Another attender, a Labour party member who did not wish to give his name for fear of ramifications from the party, told PA: “I’m here because there are voices in the mainstream of UK politics that are on Palestine’s side – not the UK government and unfortunately not the opposition.
“I’m happy that other people are here too because I want to show that there are people in the UK who care.”
Six activists with Israel flags attended the demonstration as a counter-protest but they were outnumbered by pro-Palestine activists, PA reported.
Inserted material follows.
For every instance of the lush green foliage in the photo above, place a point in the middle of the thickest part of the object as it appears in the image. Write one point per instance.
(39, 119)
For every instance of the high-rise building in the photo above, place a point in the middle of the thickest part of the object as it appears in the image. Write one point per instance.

In Manchester, hundreds of protesters waving “freedom for Palestine” banners marched through the city centre to the beating of drums and chants of “free, free Palestine”. Speeches were made at Platt Fields park before people marched through Rusholme to St Peter’s Square.
In Liverpool, several hundred people waved Palestinian flags as they made their way to the offices of BBC Radio Merseyside. Earlier, the pro-Palestinian group Palestine Action splattered the national headquarters of the BBC with red paint in protest over the broadcaster’s coverage of the Israel-Hamas war, which it said was “manufacturing consent for Israel’s war crimes”.
Speaking to the Echo at the protest, one protester said: “It’s just not fair and just. Everyone’s life should be the same. Everyone’s life should be equal.”
Another, attending with her family, said: “I would like to see that we’re able to come to a dialogue. We need to get to the point where we come to a real positive solution for the Palestinians.”